While the facts of the two cases were similar, the courts reached vastly different decisions. In Brasner, the court invalidated the policy for lack of insurable interest, notwithstanding that Pruco initiated its challenge outside the contestability period. In so holding, the Brasner court ruled that because the policy at issue was void ab initio, the clause in the policy providing for a two-year contestability period never took effect. The court then ruled that Florida law required persons procuring life insurance policies to do so in "good faith" and that purchasing a policy with the intent of effecting an assignment to a person without an insurable interest, as was the case in Brasner, did not satisfy that requirement.
By contrast, the U.S. Bank court dismissed Pruco's claim on the grounds that it was initiated outside of the two-year contestability period, and therefore barred as a matter of law. The court reasoned that in the STOLI context, a lack of insurable interest is inseparable from the fraud employed to procure the insurance policy, and because Florida law required insurers to contest fraudulently procured policies within the two-year contestability period, Pruco's challenge to the policy was time-barred. Having dismissed Pruco's claim as untimely, the U.S. Bank court did not address the substance of Pruco's insurable interest claims.
Because the Florida Supreme Court has the final word on the interpretation of Florida law, and insurable interest is governed by state law, the resolution of the certified questions by the Florida Supreme Court should provide answers to issues that have long remained unclear under Florida law. The Eleventh Circuit's certification order provides an opportunity for the Florida Supreme Court to upend rulings issued by federal trial courts that have largely interpreted Florida law unfavorably for investors.
SDNY Declines to Reconsider Denial of Plaintiffs' Summary Judgment Motion in RMBS Putback Case
On February 25, Judge P. Kevin Castel of the S.D.N.Y. issued an opinion denying reconsideration of a January 9, 2015 order that granted in part and denied in part the parties' competing motions for summary judgment in MASTR Adjustable Rate Mortgages Trust 2006-OA2 v.

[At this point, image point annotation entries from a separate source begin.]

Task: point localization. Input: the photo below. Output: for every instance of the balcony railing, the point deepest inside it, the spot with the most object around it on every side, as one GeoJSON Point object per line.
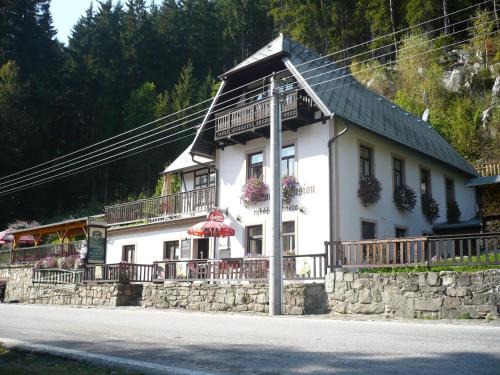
{"type": "Point", "coordinates": [295, 267]}
{"type": "Point", "coordinates": [256, 115]}
{"type": "Point", "coordinates": [32, 254]}
{"type": "Point", "coordinates": [432, 251]}
{"type": "Point", "coordinates": [488, 169]}
{"type": "Point", "coordinates": [163, 208]}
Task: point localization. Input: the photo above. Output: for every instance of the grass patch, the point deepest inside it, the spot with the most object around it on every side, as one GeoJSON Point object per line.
{"type": "Point", "coordinates": [25, 363]}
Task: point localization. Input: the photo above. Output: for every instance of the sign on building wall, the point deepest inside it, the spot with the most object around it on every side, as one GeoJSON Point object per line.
{"type": "Point", "coordinates": [96, 244]}
{"type": "Point", "coordinates": [186, 248]}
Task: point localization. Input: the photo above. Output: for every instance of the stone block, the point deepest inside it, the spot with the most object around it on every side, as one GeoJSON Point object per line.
{"type": "Point", "coordinates": [463, 280]}
{"type": "Point", "coordinates": [434, 304]}
{"type": "Point", "coordinates": [349, 277]}
{"type": "Point", "coordinates": [448, 280]}
{"type": "Point", "coordinates": [365, 296]}
{"type": "Point", "coordinates": [410, 287]}
{"type": "Point", "coordinates": [339, 308]}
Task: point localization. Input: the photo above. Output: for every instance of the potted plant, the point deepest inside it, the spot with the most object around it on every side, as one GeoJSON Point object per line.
{"type": "Point", "coordinates": [369, 190]}
{"type": "Point", "coordinates": [253, 191]}
{"type": "Point", "coordinates": [430, 208]}
{"type": "Point", "coordinates": [289, 185]}
{"type": "Point", "coordinates": [405, 198]}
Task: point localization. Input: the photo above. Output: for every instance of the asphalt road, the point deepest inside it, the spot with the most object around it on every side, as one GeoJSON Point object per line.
{"type": "Point", "coordinates": [201, 343]}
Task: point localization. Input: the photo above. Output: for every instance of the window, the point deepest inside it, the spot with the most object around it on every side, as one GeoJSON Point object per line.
{"type": "Point", "coordinates": [255, 165]}
{"type": "Point", "coordinates": [254, 240]}
{"type": "Point", "coordinates": [288, 238]}
{"type": "Point", "coordinates": [425, 181]}
{"type": "Point", "coordinates": [128, 253]}
{"type": "Point", "coordinates": [368, 230]}
{"type": "Point", "coordinates": [397, 173]}
{"type": "Point", "coordinates": [365, 161]}
{"type": "Point", "coordinates": [171, 250]}
{"type": "Point", "coordinates": [288, 161]}
{"type": "Point", "coordinates": [204, 178]}
{"type": "Point", "coordinates": [449, 189]}
{"type": "Point", "coordinates": [401, 232]}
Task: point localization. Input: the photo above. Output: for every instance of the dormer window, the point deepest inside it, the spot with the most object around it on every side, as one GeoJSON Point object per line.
{"type": "Point", "coordinates": [255, 165]}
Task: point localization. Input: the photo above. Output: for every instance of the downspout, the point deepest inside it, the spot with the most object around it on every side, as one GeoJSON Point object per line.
{"type": "Point", "coordinates": [331, 175]}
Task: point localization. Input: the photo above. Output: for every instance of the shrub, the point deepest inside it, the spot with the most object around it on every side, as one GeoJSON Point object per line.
{"type": "Point", "coordinates": [289, 185]}
{"type": "Point", "coordinates": [405, 198]}
{"type": "Point", "coordinates": [430, 208]}
{"type": "Point", "coordinates": [253, 191]}
{"type": "Point", "coordinates": [452, 212]}
{"type": "Point", "coordinates": [369, 191]}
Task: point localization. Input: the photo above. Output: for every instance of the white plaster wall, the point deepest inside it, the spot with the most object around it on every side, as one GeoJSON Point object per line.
{"type": "Point", "coordinates": [385, 213]}
{"type": "Point", "coordinates": [148, 241]}
{"type": "Point", "coordinates": [311, 225]}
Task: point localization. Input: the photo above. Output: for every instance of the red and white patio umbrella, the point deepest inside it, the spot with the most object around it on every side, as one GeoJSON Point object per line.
{"type": "Point", "coordinates": [213, 227]}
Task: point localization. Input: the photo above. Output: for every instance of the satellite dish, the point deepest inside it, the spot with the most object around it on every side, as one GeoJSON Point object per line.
{"type": "Point", "coordinates": [425, 116]}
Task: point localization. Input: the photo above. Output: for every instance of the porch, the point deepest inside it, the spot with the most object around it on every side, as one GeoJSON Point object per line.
{"type": "Point", "coordinates": [164, 208]}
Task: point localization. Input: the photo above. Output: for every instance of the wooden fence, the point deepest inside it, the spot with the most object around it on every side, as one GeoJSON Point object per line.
{"type": "Point", "coordinates": [119, 272]}
{"type": "Point", "coordinates": [161, 208]}
{"type": "Point", "coordinates": [295, 267]}
{"type": "Point", "coordinates": [56, 276]}
{"type": "Point", "coordinates": [32, 254]}
{"type": "Point", "coordinates": [471, 249]}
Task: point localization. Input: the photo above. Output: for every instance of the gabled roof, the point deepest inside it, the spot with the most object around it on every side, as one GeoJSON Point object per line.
{"type": "Point", "coordinates": [338, 93]}
{"type": "Point", "coordinates": [185, 162]}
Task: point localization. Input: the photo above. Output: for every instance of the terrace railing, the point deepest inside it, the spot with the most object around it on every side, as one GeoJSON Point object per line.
{"type": "Point", "coordinates": [119, 272]}
{"type": "Point", "coordinates": [56, 276]}
{"type": "Point", "coordinates": [488, 169]}
{"type": "Point", "coordinates": [470, 249]}
{"type": "Point", "coordinates": [258, 114]}
{"type": "Point", "coordinates": [25, 255]}
{"type": "Point", "coordinates": [295, 267]}
{"type": "Point", "coordinates": [162, 208]}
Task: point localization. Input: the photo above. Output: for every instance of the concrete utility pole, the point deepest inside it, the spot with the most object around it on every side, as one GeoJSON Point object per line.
{"type": "Point", "coordinates": [276, 255]}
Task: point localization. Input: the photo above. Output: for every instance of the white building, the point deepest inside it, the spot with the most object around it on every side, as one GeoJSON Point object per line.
{"type": "Point", "coordinates": [334, 131]}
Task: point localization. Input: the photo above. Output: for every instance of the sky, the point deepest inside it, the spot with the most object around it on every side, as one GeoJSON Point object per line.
{"type": "Point", "coordinates": [65, 13]}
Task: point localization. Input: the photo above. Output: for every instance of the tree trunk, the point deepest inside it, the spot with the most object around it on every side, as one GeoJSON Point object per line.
{"type": "Point", "coordinates": [446, 18]}
{"type": "Point", "coordinates": [393, 28]}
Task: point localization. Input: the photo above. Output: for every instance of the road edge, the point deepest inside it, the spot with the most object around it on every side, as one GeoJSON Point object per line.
{"type": "Point", "coordinates": [100, 359]}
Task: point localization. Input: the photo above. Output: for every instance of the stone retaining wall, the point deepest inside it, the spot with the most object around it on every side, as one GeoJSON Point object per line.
{"type": "Point", "coordinates": [298, 298]}
{"type": "Point", "coordinates": [455, 295]}
{"type": "Point", "coordinates": [21, 289]}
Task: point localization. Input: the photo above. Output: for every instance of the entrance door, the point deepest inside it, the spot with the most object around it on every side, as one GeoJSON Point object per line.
{"type": "Point", "coordinates": [203, 247]}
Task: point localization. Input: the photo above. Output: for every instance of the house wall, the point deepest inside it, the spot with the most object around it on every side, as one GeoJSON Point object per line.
{"type": "Point", "coordinates": [385, 213]}
{"type": "Point", "coordinates": [149, 240]}
{"type": "Point", "coordinates": [310, 211]}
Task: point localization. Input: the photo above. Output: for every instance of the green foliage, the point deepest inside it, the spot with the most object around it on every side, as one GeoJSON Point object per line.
{"type": "Point", "coordinates": [159, 187]}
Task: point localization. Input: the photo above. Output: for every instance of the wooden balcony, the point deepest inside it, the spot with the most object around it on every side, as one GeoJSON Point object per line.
{"type": "Point", "coordinates": [167, 207]}
{"type": "Point", "coordinates": [488, 169]}
{"type": "Point", "coordinates": [252, 121]}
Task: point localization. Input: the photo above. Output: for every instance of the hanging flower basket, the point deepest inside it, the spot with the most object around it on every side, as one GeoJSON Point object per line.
{"type": "Point", "coordinates": [430, 208]}
{"type": "Point", "coordinates": [253, 191]}
{"type": "Point", "coordinates": [370, 190]}
{"type": "Point", "coordinates": [289, 185]}
{"type": "Point", "coordinates": [405, 198]}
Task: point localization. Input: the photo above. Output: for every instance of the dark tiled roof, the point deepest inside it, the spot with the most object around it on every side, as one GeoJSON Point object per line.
{"type": "Point", "coordinates": [345, 97]}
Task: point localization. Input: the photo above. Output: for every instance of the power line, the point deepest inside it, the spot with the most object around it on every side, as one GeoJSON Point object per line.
{"type": "Point", "coordinates": [232, 90]}
{"type": "Point", "coordinates": [100, 162]}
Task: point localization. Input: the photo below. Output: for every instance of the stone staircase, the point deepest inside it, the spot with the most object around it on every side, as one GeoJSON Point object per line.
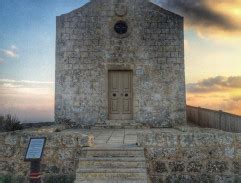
{"type": "Point", "coordinates": [120, 124]}
{"type": "Point", "coordinates": [125, 164]}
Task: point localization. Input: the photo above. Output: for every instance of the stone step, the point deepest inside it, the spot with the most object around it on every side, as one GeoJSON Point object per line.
{"type": "Point", "coordinates": [113, 152]}
{"type": "Point", "coordinates": [111, 181]}
{"type": "Point", "coordinates": [120, 124]}
{"type": "Point", "coordinates": [112, 162]}
{"type": "Point", "coordinates": [111, 174]}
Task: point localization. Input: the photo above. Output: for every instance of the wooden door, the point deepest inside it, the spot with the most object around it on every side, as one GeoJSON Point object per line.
{"type": "Point", "coordinates": [120, 95]}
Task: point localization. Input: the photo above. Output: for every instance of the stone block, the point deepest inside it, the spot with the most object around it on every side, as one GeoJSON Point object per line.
{"type": "Point", "coordinates": [177, 166]}
{"type": "Point", "coordinates": [187, 140]}
{"type": "Point", "coordinates": [194, 166]}
{"type": "Point", "coordinates": [229, 152]}
{"type": "Point", "coordinates": [160, 167]}
{"type": "Point", "coordinates": [236, 169]}
{"type": "Point", "coordinates": [69, 140]}
{"type": "Point", "coordinates": [205, 139]}
{"type": "Point", "coordinates": [161, 153]}
{"type": "Point", "coordinates": [217, 166]}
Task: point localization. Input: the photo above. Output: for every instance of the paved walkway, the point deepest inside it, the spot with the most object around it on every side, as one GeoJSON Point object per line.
{"type": "Point", "coordinates": [115, 136]}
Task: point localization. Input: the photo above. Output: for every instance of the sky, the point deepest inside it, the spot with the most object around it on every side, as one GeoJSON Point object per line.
{"type": "Point", "coordinates": [27, 54]}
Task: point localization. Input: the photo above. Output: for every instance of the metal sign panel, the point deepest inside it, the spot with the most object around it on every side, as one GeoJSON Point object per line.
{"type": "Point", "coordinates": [35, 149]}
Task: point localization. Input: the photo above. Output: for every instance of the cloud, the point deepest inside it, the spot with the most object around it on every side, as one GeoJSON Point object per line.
{"type": "Point", "coordinates": [218, 93]}
{"type": "Point", "coordinates": [10, 53]}
{"type": "Point", "coordinates": [208, 17]}
{"type": "Point", "coordinates": [215, 84]}
{"type": "Point", "coordinates": [30, 101]}
{"type": "Point", "coordinates": [25, 83]}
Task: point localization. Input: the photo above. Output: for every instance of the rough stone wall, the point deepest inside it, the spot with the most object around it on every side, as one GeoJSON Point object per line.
{"type": "Point", "coordinates": [192, 155]}
{"type": "Point", "coordinates": [87, 47]}
{"type": "Point", "coordinates": [58, 163]}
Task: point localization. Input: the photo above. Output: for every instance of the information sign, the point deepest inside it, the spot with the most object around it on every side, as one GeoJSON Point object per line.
{"type": "Point", "coordinates": [35, 149]}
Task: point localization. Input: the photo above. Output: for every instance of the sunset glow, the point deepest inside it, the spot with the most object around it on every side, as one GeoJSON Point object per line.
{"type": "Point", "coordinates": [27, 54]}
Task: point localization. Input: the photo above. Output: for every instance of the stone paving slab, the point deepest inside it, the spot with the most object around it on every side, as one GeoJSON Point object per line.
{"type": "Point", "coordinates": [115, 136]}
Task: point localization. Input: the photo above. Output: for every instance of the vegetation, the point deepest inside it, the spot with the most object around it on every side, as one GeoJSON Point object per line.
{"type": "Point", "coordinates": [9, 123]}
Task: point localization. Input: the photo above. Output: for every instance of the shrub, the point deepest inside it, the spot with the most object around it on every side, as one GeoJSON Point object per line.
{"type": "Point", "coordinates": [9, 123]}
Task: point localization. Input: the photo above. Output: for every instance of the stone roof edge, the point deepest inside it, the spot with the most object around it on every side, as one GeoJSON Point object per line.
{"type": "Point", "coordinates": [149, 1]}
{"type": "Point", "coordinates": [77, 9]}
{"type": "Point", "coordinates": [165, 10]}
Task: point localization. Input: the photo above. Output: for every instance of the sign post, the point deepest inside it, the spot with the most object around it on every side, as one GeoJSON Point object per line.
{"type": "Point", "coordinates": [34, 154]}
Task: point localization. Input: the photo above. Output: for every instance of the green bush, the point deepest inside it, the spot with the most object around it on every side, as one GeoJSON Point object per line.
{"type": "Point", "coordinates": [9, 123]}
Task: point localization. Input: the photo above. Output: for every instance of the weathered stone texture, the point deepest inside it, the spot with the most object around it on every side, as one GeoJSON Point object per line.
{"type": "Point", "coordinates": [196, 155]}
{"type": "Point", "coordinates": [87, 47]}
{"type": "Point", "coordinates": [58, 159]}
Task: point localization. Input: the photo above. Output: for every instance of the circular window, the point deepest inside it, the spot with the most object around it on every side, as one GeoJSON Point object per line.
{"type": "Point", "coordinates": [121, 27]}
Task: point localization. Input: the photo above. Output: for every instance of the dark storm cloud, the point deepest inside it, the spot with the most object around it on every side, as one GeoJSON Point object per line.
{"type": "Point", "coordinates": [198, 13]}
{"type": "Point", "coordinates": [215, 84]}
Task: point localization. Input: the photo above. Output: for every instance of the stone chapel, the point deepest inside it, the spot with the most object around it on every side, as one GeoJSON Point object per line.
{"type": "Point", "coordinates": [120, 60]}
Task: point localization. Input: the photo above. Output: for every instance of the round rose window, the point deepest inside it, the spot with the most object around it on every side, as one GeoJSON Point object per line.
{"type": "Point", "coordinates": [121, 27]}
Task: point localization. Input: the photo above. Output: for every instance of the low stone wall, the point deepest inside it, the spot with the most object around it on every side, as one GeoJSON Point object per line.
{"type": "Point", "coordinates": [214, 119]}
{"type": "Point", "coordinates": [192, 155]}
{"type": "Point", "coordinates": [58, 164]}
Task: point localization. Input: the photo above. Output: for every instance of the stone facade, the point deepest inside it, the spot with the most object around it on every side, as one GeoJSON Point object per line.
{"type": "Point", "coordinates": [59, 158]}
{"type": "Point", "coordinates": [87, 47]}
{"type": "Point", "coordinates": [192, 155]}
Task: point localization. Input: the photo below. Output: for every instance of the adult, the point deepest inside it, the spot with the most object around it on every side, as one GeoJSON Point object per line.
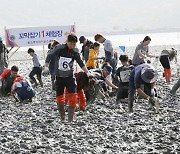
{"type": "Point", "coordinates": [93, 56]}
{"type": "Point", "coordinates": [51, 61]}
{"type": "Point", "coordinates": [142, 79]}
{"type": "Point", "coordinates": [85, 48]}
{"type": "Point", "coordinates": [142, 52]}
{"type": "Point", "coordinates": [36, 70]}
{"type": "Point", "coordinates": [175, 87]}
{"type": "Point", "coordinates": [123, 74]}
{"type": "Point", "coordinates": [7, 78]}
{"type": "Point", "coordinates": [22, 90]}
{"type": "Point", "coordinates": [165, 58]}
{"type": "Point", "coordinates": [65, 54]}
{"type": "Point", "coordinates": [102, 74]}
{"type": "Point", "coordinates": [3, 56]}
{"type": "Point", "coordinates": [82, 81]}
{"type": "Point", "coordinates": [110, 56]}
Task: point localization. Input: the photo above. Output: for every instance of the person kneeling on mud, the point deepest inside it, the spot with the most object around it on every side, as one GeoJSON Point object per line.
{"type": "Point", "coordinates": [22, 90]}
{"type": "Point", "coordinates": [82, 81]}
{"type": "Point", "coordinates": [142, 79]}
{"type": "Point", "coordinates": [165, 58]}
{"type": "Point", "coordinates": [123, 73]}
{"type": "Point", "coordinates": [102, 74]}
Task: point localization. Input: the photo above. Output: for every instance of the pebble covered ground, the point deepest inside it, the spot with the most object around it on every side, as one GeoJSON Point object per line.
{"type": "Point", "coordinates": [105, 127]}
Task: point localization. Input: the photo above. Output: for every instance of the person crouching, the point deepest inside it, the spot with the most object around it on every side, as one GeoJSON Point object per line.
{"type": "Point", "coordinates": [142, 79]}
{"type": "Point", "coordinates": [22, 90]}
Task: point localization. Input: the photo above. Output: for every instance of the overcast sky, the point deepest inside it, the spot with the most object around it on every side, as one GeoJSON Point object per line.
{"type": "Point", "coordinates": [91, 15]}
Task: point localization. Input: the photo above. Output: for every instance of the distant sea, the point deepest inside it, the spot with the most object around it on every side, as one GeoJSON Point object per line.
{"type": "Point", "coordinates": [172, 38]}
{"type": "Point", "coordinates": [159, 41]}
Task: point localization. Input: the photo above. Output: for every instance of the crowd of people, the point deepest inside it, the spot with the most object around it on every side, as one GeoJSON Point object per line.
{"type": "Point", "coordinates": [133, 77]}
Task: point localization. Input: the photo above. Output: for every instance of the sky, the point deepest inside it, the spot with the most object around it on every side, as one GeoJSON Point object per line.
{"type": "Point", "coordinates": [91, 15]}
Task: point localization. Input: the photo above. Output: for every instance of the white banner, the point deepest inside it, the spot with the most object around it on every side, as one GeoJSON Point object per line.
{"type": "Point", "coordinates": [35, 36]}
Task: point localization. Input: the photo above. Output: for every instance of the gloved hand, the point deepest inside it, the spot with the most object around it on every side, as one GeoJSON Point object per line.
{"type": "Point", "coordinates": [98, 81]}
{"type": "Point", "coordinates": [90, 75]}
{"type": "Point", "coordinates": [157, 57]}
{"type": "Point", "coordinates": [151, 101]}
{"type": "Point", "coordinates": [152, 93]}
{"type": "Point", "coordinates": [45, 71]}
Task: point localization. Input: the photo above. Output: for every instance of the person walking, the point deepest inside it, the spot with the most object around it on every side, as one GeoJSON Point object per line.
{"type": "Point", "coordinates": [65, 55]}
{"type": "Point", "coordinates": [36, 70]}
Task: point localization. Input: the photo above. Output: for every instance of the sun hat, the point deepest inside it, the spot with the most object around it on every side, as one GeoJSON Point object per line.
{"type": "Point", "coordinates": [149, 74]}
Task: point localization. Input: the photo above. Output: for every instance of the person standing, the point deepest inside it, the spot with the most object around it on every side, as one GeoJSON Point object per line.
{"type": "Point", "coordinates": [175, 87]}
{"type": "Point", "coordinates": [22, 90]}
{"type": "Point", "coordinates": [3, 56]}
{"type": "Point", "coordinates": [65, 54]}
{"type": "Point", "coordinates": [123, 73]}
{"type": "Point", "coordinates": [93, 56]}
{"type": "Point", "coordinates": [37, 69]}
{"type": "Point", "coordinates": [51, 61]}
{"type": "Point", "coordinates": [142, 52]}
{"type": "Point", "coordinates": [7, 78]}
{"type": "Point", "coordinates": [142, 79]}
{"type": "Point", "coordinates": [165, 58]}
{"type": "Point", "coordinates": [85, 48]}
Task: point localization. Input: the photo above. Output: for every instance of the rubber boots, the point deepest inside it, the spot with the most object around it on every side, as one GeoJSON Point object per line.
{"type": "Point", "coordinates": [130, 102]}
{"type": "Point", "coordinates": [61, 110]}
{"type": "Point", "coordinates": [167, 74]}
{"type": "Point", "coordinates": [71, 114]}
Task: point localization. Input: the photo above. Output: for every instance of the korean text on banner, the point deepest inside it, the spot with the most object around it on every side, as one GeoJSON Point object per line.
{"type": "Point", "coordinates": [35, 36]}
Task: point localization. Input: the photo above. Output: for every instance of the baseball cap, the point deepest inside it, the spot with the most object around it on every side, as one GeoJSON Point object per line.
{"type": "Point", "coordinates": [108, 69]}
{"type": "Point", "coordinates": [149, 75]}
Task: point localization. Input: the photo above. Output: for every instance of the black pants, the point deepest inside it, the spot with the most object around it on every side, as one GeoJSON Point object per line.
{"type": "Point", "coordinates": [35, 71]}
{"type": "Point", "coordinates": [122, 91]}
{"type": "Point", "coordinates": [165, 61]}
{"type": "Point", "coordinates": [69, 83]}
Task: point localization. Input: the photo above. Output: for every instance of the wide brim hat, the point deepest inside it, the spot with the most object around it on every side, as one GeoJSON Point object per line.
{"type": "Point", "coordinates": [149, 74]}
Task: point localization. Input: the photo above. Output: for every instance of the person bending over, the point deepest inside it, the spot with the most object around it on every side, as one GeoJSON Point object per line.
{"type": "Point", "coordinates": [142, 79]}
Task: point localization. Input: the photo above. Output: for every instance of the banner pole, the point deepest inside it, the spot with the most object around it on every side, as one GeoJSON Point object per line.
{"type": "Point", "coordinates": [43, 52]}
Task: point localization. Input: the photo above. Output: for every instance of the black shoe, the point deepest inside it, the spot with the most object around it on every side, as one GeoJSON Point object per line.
{"type": "Point", "coordinates": [30, 100]}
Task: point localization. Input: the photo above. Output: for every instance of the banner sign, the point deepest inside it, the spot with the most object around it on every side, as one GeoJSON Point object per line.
{"type": "Point", "coordinates": [123, 48]}
{"type": "Point", "coordinates": [36, 36]}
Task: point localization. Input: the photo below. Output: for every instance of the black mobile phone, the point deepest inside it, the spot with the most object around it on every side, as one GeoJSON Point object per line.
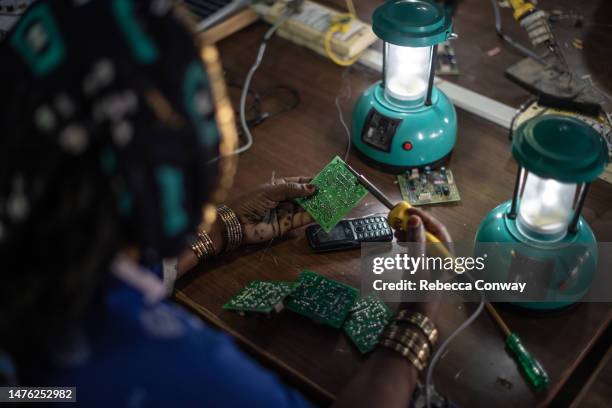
{"type": "Point", "coordinates": [349, 233]}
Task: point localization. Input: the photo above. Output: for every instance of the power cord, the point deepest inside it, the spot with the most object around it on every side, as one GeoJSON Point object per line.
{"type": "Point", "coordinates": [436, 357]}
{"type": "Point", "coordinates": [292, 7]}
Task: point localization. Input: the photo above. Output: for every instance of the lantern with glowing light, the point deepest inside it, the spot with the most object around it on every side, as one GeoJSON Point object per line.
{"type": "Point", "coordinates": [558, 157]}
{"type": "Point", "coordinates": [404, 121]}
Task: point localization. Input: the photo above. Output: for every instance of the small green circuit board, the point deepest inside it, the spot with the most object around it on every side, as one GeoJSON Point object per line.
{"type": "Point", "coordinates": [366, 320]}
{"type": "Point", "coordinates": [261, 297]}
{"type": "Point", "coordinates": [338, 192]}
{"type": "Point", "coordinates": [322, 299]}
{"type": "Point", "coordinates": [428, 187]}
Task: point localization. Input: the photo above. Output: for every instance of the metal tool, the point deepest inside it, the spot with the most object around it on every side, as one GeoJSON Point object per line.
{"type": "Point", "coordinates": [398, 217]}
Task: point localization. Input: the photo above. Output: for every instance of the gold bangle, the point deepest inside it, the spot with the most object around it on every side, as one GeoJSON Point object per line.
{"type": "Point", "coordinates": [404, 351]}
{"type": "Point", "coordinates": [233, 228]}
{"type": "Point", "coordinates": [203, 246]}
{"type": "Point", "coordinates": [422, 322]}
{"type": "Point", "coordinates": [411, 339]}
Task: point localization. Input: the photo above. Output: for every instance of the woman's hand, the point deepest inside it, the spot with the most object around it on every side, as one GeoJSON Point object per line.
{"type": "Point", "coordinates": [269, 211]}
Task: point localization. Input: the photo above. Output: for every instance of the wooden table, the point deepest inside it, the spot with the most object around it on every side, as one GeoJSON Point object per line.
{"type": "Point", "coordinates": [476, 371]}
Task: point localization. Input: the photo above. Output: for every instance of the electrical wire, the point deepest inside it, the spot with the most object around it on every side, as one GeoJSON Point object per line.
{"type": "Point", "coordinates": [340, 24]}
{"type": "Point", "coordinates": [247, 83]}
{"type": "Point", "coordinates": [447, 341]}
{"type": "Point", "coordinates": [509, 40]}
{"type": "Point", "coordinates": [344, 93]}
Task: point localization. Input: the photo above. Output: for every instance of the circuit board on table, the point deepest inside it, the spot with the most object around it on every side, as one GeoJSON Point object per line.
{"type": "Point", "coordinates": [261, 297]}
{"type": "Point", "coordinates": [322, 299]}
{"type": "Point", "coordinates": [366, 320]}
{"type": "Point", "coordinates": [338, 192]}
{"type": "Point", "coordinates": [428, 186]}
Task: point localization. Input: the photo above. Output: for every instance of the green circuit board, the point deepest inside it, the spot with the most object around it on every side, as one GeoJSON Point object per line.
{"type": "Point", "coordinates": [338, 192]}
{"type": "Point", "coordinates": [366, 320]}
{"type": "Point", "coordinates": [322, 299]}
{"type": "Point", "coordinates": [260, 297]}
{"type": "Point", "coordinates": [429, 187]}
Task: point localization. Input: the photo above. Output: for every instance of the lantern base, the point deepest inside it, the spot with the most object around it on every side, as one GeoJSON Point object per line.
{"type": "Point", "coordinates": [400, 136]}
{"type": "Point", "coordinates": [567, 282]}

UBS Real Estate Secs., Inc., 1:12-cv-07322 (S.D.N.Y.). The plaintiff trusts moved the court for reconsideration of the prior ruling to the extent it (i) denied the trusts' motion for summary judgment as to a purported repurchase obligation for a specified percentage of the underlying loan pool based on statistical sampling, and (ii) dismissed the trusts' claims based on a "pervasive breach" theory. First, the Court concluded that plaintiff's submission of the results of their experts' re-underwriting of a sample of loans in which the experts concluded that 37% of the sampled loans were "materially defective" was not sufficient to require repurchase of 37% of the entire loan pool. Judge Castel reasoned that the reunderwriting conclusions "did not align with the materiality requirement of the parties' agreements," which require that the breach of a representation "materially and adversely affect the interest of the Certificateholders" in order to trigger a repurchase obligation. Second, the Court reaffirmed its prior rejection of the plaintiffs' "pervasive breach" theory, by which they argued that notice of "many" defective loans put the sponsor on inquiry notice and triggered an obligation to repurchase all defective loans. The Court relied on the parties' agreements, explaining that the parties could have, but did not, bargain for an inquiry notice standard. Order.